The process of constructing and testing models, particularly those that incorporate significant prior knowledge, involves multiple steps that are currently very poorly integrated. We have developed SB-Pipeline to create an effective workflow based on open-source code, public standards and modern software practice.
SB-Pipeline is a multi-faceted software platform that pulls together all of the steps involved in collecting and transforming primary data; constructing, annotating and calibrating models; and distributing and sharing simulations and analyses. SB-Pipeline is primarily concerned with data and model management for the purpose of calibration; in existing modeling tools, calibration is an ancillary rather than a primary activity. Conversely, SB-Pipeline does not recreate existing tools for model simulation. Second, SB-Pipeline implements a robust system for tracking the provenance of data, links between data and models, and the origins of model assumptions in data or the literature. Third, SB-Pipeline is a collection of discrete but interoperable software tools, rather than a single integrated system. SB-Pipeline incorporates standard protocols for import and export of data and thus components can be integrated into external packages.

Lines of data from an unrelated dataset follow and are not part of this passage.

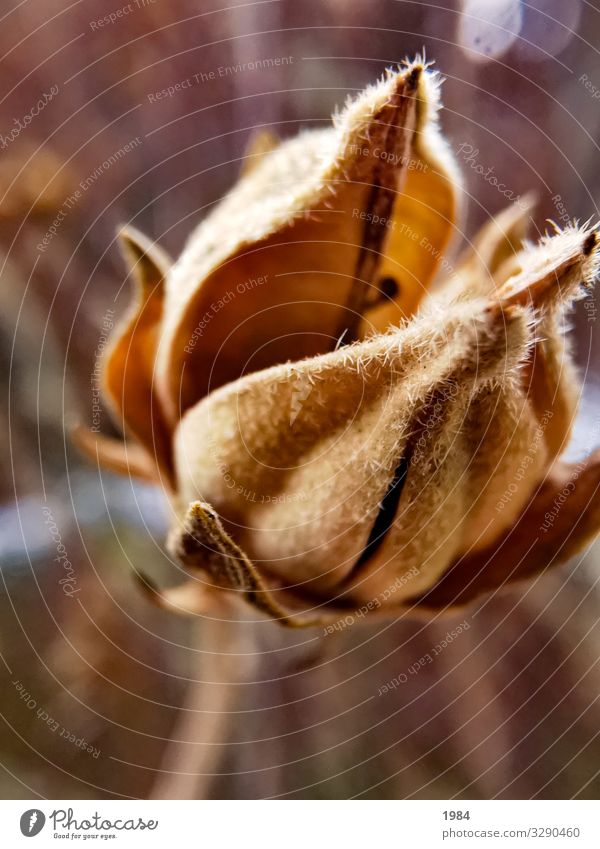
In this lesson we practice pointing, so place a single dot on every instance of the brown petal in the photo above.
(262, 142)
(495, 246)
(129, 370)
(284, 265)
(561, 519)
(424, 219)
(552, 276)
(298, 458)
(201, 543)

SBPipeline comprises a number of toolboxes to store and handle data and models in systems biology:
DataRail is an open source MATLAB toolbox for managing, transforming, visualizing, and modeling data, in particular the high-throughput data encountered in Systems Biology.
ImageRail s an open-source Java program for fast viewing, analysis, and data-management of the large amounts of data acquired in quantitative high- and medium-throughput data increasingly found in Systems Biology.
SbWiki is a wiki-based system which utilizes Semantic Web technologies and a lightweight data entry and cataloging framework to support collaborative management of unstructured and semi-structured Systems Biology data.